Question
7. Abdulla wants to buy a house in Glasgow, Scotland. The house sells for 650,000 British pounds and he takes out a loan for 500,000
7. Abdulla wants to buy a house in Glasgow, Scotland. The house sells for 650,000 British pounds and he takes out a loan for 500,000 pounds. He obtains a standard 2.4% fixed interest loan for 25 years where he makes monthly payments for 300 months. The loan amount or principal is $500,000. Unfortunately, the loan has a 3% loan origination fee (3 points). Abdulla will hold this loan for 25 years and keep this house as an investment.
A. Determine the monthly payments and determine the effective interest rate over the 25 year period.
B. Is this 2.4% fixed rate loan with a loan origination fee better than a standard 25-year 3% fixed-rate loan with no origination fee and no prepayment penalty? Show work to justify your answer.

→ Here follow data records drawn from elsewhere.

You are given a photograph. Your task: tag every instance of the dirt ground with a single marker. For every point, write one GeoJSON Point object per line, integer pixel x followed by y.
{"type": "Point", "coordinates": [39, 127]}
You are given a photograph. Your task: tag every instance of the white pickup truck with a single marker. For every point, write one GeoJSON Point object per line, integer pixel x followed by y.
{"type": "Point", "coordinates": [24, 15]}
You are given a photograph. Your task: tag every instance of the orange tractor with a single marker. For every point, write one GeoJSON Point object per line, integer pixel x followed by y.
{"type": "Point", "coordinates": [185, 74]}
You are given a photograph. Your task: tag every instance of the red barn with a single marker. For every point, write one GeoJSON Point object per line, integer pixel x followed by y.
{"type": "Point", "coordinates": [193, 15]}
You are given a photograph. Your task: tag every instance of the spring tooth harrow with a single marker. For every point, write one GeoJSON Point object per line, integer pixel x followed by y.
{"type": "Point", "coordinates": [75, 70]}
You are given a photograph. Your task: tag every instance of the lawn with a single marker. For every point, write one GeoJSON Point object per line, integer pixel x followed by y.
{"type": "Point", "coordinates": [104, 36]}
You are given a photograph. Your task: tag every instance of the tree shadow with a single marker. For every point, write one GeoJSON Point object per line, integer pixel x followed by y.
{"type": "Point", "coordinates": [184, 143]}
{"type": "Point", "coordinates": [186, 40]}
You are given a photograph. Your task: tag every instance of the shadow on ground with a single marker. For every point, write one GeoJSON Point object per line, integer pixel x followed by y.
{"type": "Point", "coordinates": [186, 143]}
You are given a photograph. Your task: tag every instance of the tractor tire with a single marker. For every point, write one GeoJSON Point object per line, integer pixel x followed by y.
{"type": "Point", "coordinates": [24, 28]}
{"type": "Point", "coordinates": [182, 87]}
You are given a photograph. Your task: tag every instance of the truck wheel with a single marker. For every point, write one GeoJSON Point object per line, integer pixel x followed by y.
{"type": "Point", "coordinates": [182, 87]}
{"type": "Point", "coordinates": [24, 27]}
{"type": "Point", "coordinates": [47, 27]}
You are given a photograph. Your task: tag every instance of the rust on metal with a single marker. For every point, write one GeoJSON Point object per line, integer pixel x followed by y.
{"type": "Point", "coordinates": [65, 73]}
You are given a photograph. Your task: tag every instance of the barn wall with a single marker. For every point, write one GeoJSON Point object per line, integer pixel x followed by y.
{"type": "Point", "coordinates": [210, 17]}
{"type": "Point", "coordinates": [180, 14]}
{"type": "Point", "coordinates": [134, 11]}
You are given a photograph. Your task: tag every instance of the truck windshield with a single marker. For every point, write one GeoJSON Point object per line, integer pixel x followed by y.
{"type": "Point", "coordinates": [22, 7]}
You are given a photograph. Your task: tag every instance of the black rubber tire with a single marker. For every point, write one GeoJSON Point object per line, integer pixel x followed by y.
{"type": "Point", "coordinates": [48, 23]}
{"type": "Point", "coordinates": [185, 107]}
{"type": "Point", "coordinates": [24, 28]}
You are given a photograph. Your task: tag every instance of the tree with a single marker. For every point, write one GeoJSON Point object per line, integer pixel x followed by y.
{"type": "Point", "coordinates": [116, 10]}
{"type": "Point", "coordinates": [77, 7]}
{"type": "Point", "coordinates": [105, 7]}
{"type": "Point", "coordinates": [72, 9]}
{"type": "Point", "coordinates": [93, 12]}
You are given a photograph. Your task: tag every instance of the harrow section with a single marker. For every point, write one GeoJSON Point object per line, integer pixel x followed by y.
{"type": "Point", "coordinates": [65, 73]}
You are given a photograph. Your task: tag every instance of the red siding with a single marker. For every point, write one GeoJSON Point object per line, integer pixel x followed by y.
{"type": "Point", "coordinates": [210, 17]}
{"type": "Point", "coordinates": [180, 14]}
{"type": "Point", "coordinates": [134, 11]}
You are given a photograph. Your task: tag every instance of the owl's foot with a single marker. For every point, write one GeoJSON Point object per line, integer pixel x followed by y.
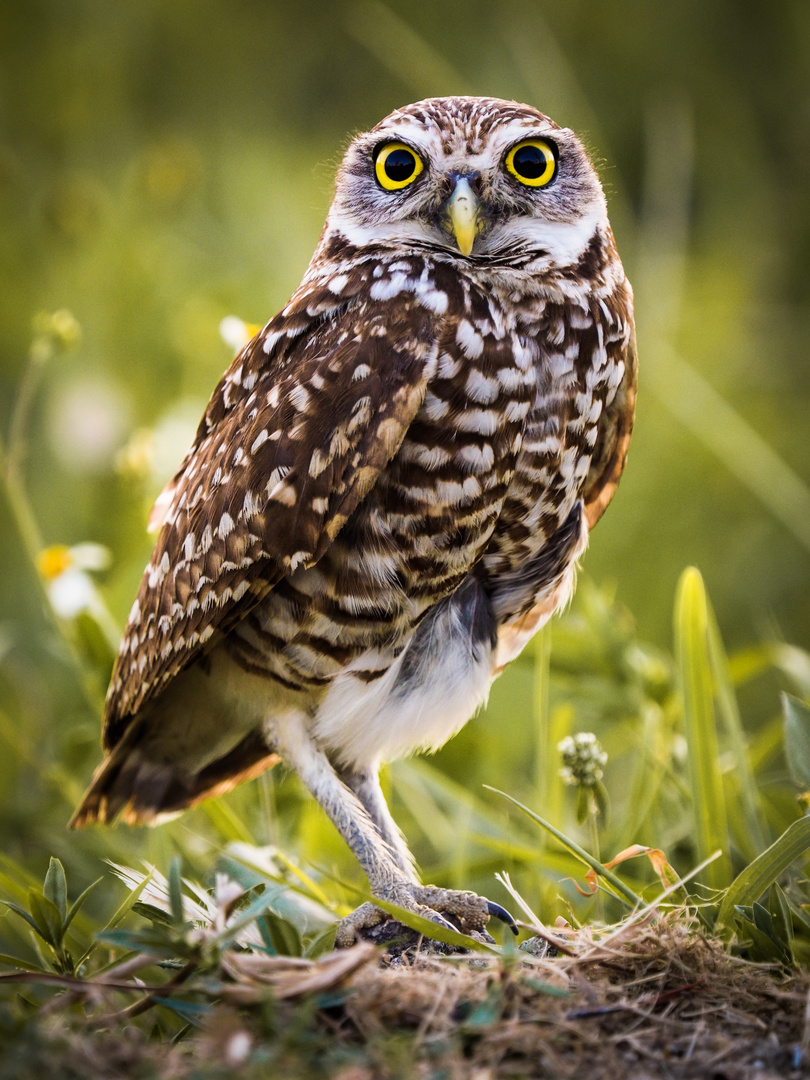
{"type": "Point", "coordinates": [447, 907]}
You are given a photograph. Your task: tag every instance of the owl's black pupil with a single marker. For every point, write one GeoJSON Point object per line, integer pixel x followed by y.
{"type": "Point", "coordinates": [529, 161]}
{"type": "Point", "coordinates": [400, 165]}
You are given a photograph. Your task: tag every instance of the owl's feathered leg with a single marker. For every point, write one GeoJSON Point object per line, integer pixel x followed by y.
{"type": "Point", "coordinates": [387, 878]}
{"type": "Point", "coordinates": [366, 786]}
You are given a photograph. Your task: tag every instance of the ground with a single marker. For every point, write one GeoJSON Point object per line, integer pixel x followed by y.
{"type": "Point", "coordinates": [644, 1002]}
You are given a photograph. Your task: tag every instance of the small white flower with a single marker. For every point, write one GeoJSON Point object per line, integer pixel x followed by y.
{"type": "Point", "coordinates": [583, 759]}
{"type": "Point", "coordinates": [69, 586]}
{"type": "Point", "coordinates": [237, 333]}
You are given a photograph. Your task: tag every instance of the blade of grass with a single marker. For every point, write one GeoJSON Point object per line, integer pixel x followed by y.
{"type": "Point", "coordinates": [753, 836]}
{"type": "Point", "coordinates": [621, 889]}
{"type": "Point", "coordinates": [694, 675]}
{"type": "Point", "coordinates": [752, 882]}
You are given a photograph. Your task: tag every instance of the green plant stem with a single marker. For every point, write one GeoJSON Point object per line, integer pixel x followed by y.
{"type": "Point", "coordinates": [624, 892]}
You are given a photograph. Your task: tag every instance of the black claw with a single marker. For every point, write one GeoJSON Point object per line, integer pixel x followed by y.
{"type": "Point", "coordinates": [502, 914]}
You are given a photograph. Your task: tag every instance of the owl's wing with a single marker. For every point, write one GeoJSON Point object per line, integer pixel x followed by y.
{"type": "Point", "coordinates": [294, 437]}
{"type": "Point", "coordinates": [612, 439]}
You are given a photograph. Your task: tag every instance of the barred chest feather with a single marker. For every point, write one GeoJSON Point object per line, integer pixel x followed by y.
{"type": "Point", "coordinates": [487, 476]}
{"type": "Point", "coordinates": [392, 483]}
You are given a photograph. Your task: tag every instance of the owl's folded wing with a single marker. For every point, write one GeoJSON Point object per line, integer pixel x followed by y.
{"type": "Point", "coordinates": [294, 437]}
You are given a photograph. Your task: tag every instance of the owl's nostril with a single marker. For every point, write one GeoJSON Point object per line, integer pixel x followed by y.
{"type": "Point", "coordinates": [473, 178]}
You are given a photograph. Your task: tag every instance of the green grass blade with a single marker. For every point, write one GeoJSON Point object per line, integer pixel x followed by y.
{"type": "Point", "coordinates": [754, 835]}
{"type": "Point", "coordinates": [694, 674]}
{"type": "Point", "coordinates": [435, 931]}
{"type": "Point", "coordinates": [55, 887]}
{"type": "Point", "coordinates": [797, 739]}
{"type": "Point", "coordinates": [764, 871]}
{"type": "Point", "coordinates": [623, 892]}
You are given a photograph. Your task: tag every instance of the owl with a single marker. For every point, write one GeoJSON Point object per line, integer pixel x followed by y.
{"type": "Point", "coordinates": [389, 490]}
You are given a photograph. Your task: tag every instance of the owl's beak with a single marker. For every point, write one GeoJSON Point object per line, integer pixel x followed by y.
{"type": "Point", "coordinates": [462, 213]}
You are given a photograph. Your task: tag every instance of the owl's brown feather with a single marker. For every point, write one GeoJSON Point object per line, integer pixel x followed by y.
{"type": "Point", "coordinates": [390, 488]}
{"type": "Point", "coordinates": [294, 437]}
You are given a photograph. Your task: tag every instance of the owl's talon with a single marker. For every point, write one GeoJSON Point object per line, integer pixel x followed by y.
{"type": "Point", "coordinates": [503, 915]}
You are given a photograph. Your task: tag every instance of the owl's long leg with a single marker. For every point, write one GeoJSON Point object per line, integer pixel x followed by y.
{"type": "Point", "coordinates": [366, 785]}
{"type": "Point", "coordinates": [386, 877]}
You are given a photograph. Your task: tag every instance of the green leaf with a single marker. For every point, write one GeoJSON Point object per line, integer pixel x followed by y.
{"type": "Point", "coordinates": [435, 931]}
{"type": "Point", "coordinates": [603, 801]}
{"type": "Point", "coordinates": [77, 905]}
{"type": "Point", "coordinates": [752, 882]}
{"type": "Point", "coordinates": [192, 1012]}
{"type": "Point", "coordinates": [156, 915]}
{"type": "Point", "coordinates": [284, 937]}
{"type": "Point", "coordinates": [14, 961]}
{"type": "Point", "coordinates": [22, 913]}
{"type": "Point", "coordinates": [259, 906]}
{"type": "Point", "coordinates": [761, 946]}
{"type": "Point", "coordinates": [583, 806]}
{"type": "Point", "coordinates": [48, 917]}
{"type": "Point", "coordinates": [144, 941]}
{"type": "Point", "coordinates": [620, 888]}
{"type": "Point", "coordinates": [753, 836]}
{"type": "Point", "coordinates": [797, 739]}
{"type": "Point", "coordinates": [780, 912]}
{"type": "Point", "coordinates": [117, 917]}
{"type": "Point", "coordinates": [55, 886]}
{"type": "Point", "coordinates": [694, 675]}
{"type": "Point", "coordinates": [175, 891]}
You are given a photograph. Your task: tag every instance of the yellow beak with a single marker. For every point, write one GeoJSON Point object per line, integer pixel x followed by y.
{"type": "Point", "coordinates": [462, 211]}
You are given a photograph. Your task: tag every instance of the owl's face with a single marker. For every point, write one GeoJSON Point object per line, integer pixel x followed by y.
{"type": "Point", "coordinates": [490, 181]}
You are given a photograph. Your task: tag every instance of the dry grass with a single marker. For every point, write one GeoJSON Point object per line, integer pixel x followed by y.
{"type": "Point", "coordinates": [651, 1001]}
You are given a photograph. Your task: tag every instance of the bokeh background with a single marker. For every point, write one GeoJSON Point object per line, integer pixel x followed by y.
{"type": "Point", "coordinates": [167, 163]}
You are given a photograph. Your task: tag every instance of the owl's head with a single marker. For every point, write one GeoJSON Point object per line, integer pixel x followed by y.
{"type": "Point", "coordinates": [475, 178]}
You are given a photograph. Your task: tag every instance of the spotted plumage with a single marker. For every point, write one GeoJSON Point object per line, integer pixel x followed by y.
{"type": "Point", "coordinates": [390, 488]}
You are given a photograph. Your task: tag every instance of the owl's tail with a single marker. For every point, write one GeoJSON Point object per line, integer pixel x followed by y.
{"type": "Point", "coordinates": [131, 786]}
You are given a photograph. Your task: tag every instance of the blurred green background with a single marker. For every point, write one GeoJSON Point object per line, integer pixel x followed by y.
{"type": "Point", "coordinates": [166, 163]}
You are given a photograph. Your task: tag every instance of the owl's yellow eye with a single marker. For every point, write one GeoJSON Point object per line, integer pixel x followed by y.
{"type": "Point", "coordinates": [397, 165]}
{"type": "Point", "coordinates": [532, 162]}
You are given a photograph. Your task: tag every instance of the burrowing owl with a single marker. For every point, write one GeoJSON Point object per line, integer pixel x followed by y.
{"type": "Point", "coordinates": [390, 488]}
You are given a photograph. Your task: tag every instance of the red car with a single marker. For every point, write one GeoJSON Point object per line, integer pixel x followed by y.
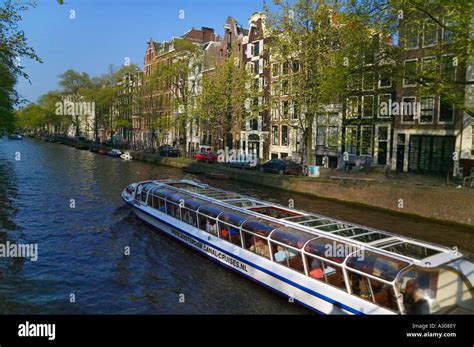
{"type": "Point", "coordinates": [206, 157]}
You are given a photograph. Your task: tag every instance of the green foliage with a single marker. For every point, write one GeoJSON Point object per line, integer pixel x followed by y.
{"type": "Point", "coordinates": [13, 45]}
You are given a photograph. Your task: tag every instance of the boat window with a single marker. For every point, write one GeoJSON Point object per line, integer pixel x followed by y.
{"type": "Point", "coordinates": [274, 212]}
{"type": "Point", "coordinates": [300, 219]}
{"type": "Point", "coordinates": [351, 232]}
{"type": "Point", "coordinates": [435, 290]}
{"type": "Point", "coordinates": [260, 228]}
{"type": "Point", "coordinates": [372, 237]}
{"type": "Point", "coordinates": [207, 224]}
{"type": "Point", "coordinates": [334, 227]}
{"type": "Point", "coordinates": [256, 244]}
{"type": "Point", "coordinates": [360, 286]}
{"type": "Point", "coordinates": [376, 264]}
{"type": "Point", "coordinates": [243, 203]}
{"type": "Point", "coordinates": [210, 211]}
{"type": "Point", "coordinates": [292, 237]}
{"type": "Point", "coordinates": [229, 227]}
{"type": "Point", "coordinates": [189, 216]}
{"type": "Point", "coordinates": [331, 249]}
{"type": "Point", "coordinates": [288, 257]}
{"type": "Point", "coordinates": [138, 194]}
{"type": "Point", "coordinates": [317, 223]}
{"type": "Point", "coordinates": [325, 272]}
{"type": "Point", "coordinates": [413, 251]}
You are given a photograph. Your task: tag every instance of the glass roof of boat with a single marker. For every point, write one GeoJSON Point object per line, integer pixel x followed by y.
{"type": "Point", "coordinates": [320, 227]}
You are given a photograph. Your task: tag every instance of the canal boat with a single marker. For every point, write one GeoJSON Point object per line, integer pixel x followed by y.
{"type": "Point", "coordinates": [126, 156]}
{"type": "Point", "coordinates": [15, 137]}
{"type": "Point", "coordinates": [327, 265]}
{"type": "Point", "coordinates": [116, 153]}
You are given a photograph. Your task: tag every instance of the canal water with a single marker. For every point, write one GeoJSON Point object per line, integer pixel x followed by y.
{"type": "Point", "coordinates": [67, 201]}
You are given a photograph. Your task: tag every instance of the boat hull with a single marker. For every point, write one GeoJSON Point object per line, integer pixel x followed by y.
{"type": "Point", "coordinates": [296, 287]}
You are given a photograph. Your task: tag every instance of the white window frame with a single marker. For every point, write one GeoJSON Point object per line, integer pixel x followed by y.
{"type": "Point", "coordinates": [421, 107]}
{"type": "Point", "coordinates": [363, 80]}
{"type": "Point", "coordinates": [423, 45]}
{"type": "Point", "coordinates": [378, 108]}
{"type": "Point", "coordinates": [416, 71]}
{"type": "Point", "coordinates": [417, 40]}
{"type": "Point", "coordinates": [380, 80]}
{"type": "Point", "coordinates": [363, 106]}
{"type": "Point", "coordinates": [441, 64]}
{"type": "Point", "coordinates": [401, 110]}
{"type": "Point", "coordinates": [347, 108]}
{"type": "Point", "coordinates": [439, 113]}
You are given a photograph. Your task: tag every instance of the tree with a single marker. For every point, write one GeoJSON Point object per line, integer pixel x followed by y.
{"type": "Point", "coordinates": [72, 83]}
{"type": "Point", "coordinates": [310, 42]}
{"type": "Point", "coordinates": [226, 99]}
{"type": "Point", "coordinates": [13, 46]}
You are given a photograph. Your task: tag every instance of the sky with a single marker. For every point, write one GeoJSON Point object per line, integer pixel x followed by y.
{"type": "Point", "coordinates": [106, 32]}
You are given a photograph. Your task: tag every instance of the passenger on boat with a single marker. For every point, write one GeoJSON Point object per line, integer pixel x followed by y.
{"type": "Point", "coordinates": [261, 248]}
{"type": "Point", "coordinates": [316, 269]}
{"type": "Point", "coordinates": [211, 226]}
{"type": "Point", "coordinates": [414, 299]}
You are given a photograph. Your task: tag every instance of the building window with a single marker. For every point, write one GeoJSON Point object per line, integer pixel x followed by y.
{"type": "Point", "coordinates": [385, 79]}
{"type": "Point", "coordinates": [274, 112]}
{"type": "Point", "coordinates": [295, 114]}
{"type": "Point", "coordinates": [384, 106]}
{"type": "Point", "coordinates": [286, 68]}
{"type": "Point", "coordinates": [430, 33]}
{"type": "Point", "coordinates": [284, 135]}
{"type": "Point", "coordinates": [411, 38]}
{"type": "Point", "coordinates": [351, 140]}
{"type": "Point", "coordinates": [275, 69]}
{"type": "Point", "coordinates": [285, 87]}
{"type": "Point", "coordinates": [448, 35]}
{"type": "Point", "coordinates": [368, 106]}
{"type": "Point", "coordinates": [428, 67]}
{"type": "Point", "coordinates": [353, 82]}
{"type": "Point", "coordinates": [409, 79]}
{"type": "Point", "coordinates": [275, 135]}
{"type": "Point", "coordinates": [352, 107]}
{"type": "Point", "coordinates": [446, 111]}
{"type": "Point", "coordinates": [427, 109]}
{"type": "Point", "coordinates": [333, 136]}
{"type": "Point", "coordinates": [256, 49]}
{"type": "Point", "coordinates": [256, 67]}
{"type": "Point", "coordinates": [295, 66]}
{"type": "Point", "coordinates": [448, 68]}
{"type": "Point", "coordinates": [366, 134]}
{"type": "Point", "coordinates": [285, 109]}
{"type": "Point", "coordinates": [382, 145]}
{"type": "Point", "coordinates": [408, 109]}
{"type": "Point", "coordinates": [321, 135]}
{"type": "Point", "coordinates": [368, 81]}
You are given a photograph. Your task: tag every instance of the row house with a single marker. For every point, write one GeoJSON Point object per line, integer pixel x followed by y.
{"type": "Point", "coordinates": [254, 137]}
{"type": "Point", "coordinates": [127, 108]}
{"type": "Point", "coordinates": [367, 123]}
{"type": "Point", "coordinates": [434, 137]}
{"type": "Point", "coordinates": [160, 108]}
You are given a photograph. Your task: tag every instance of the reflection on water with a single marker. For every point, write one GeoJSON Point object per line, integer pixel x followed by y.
{"type": "Point", "coordinates": [81, 249]}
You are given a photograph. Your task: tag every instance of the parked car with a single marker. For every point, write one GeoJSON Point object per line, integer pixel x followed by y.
{"type": "Point", "coordinates": [168, 151]}
{"type": "Point", "coordinates": [244, 165]}
{"type": "Point", "coordinates": [282, 167]}
{"type": "Point", "coordinates": [114, 153]}
{"type": "Point", "coordinates": [206, 157]}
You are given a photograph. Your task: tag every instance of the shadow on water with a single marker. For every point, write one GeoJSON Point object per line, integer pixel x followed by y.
{"type": "Point", "coordinates": [68, 202]}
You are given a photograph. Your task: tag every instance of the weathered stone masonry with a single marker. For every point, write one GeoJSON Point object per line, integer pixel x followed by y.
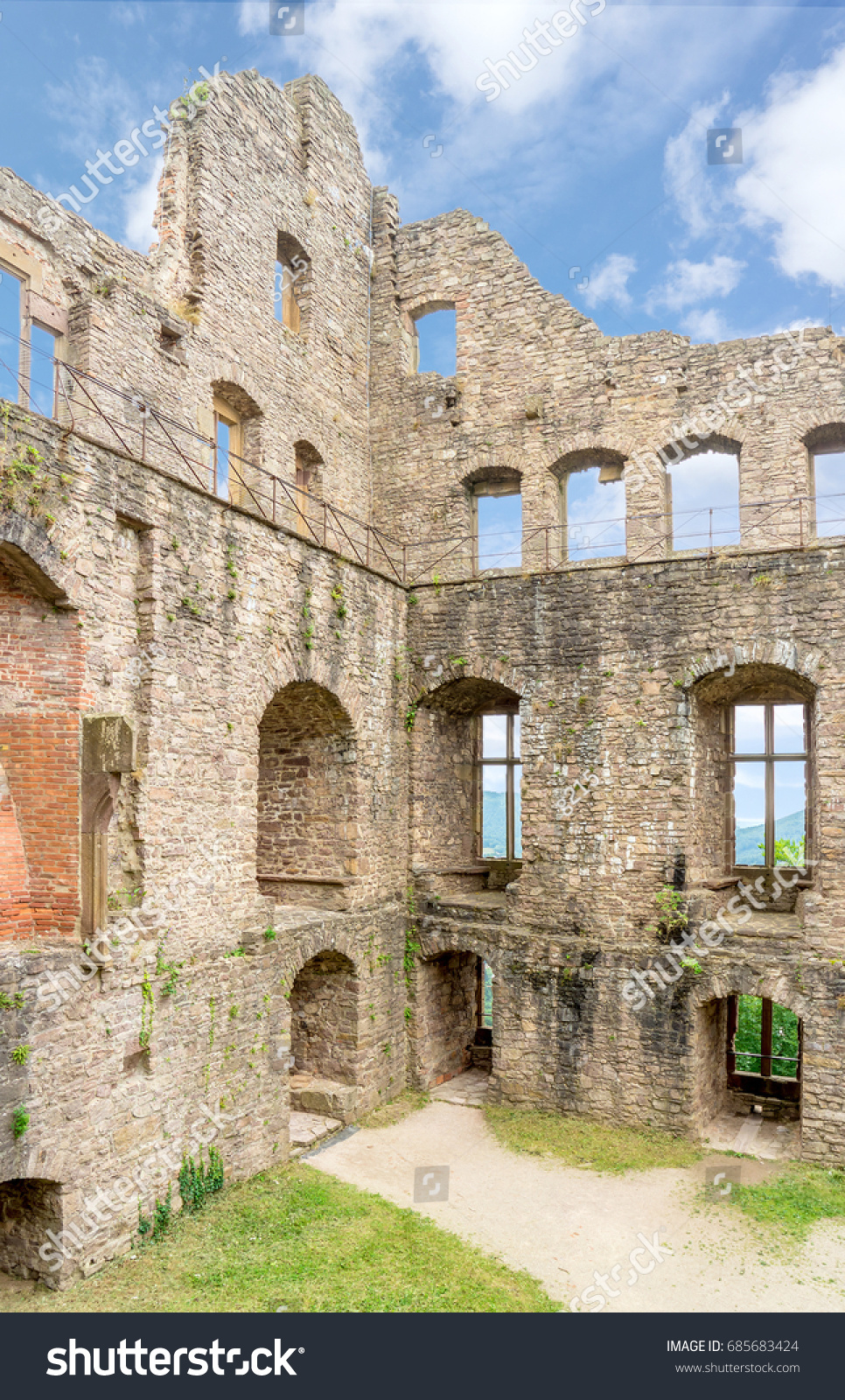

C. As an alternative, lets assume that Abdulla could get a 2.4% 25-year fixed rate loan with no loan origination fees, but he would face a prepayment penalty of 4% of the loan principal remaining at the time of prepayment. If Abdulla held this loan for 3 years (36 months), what would be the prepayment penalty and what would be the effective annual interest rate? Would this loan be better than a 25-year 3% fixed-rate loan with no loan origination fees and no prepayment penalty? Show work used to make this decision.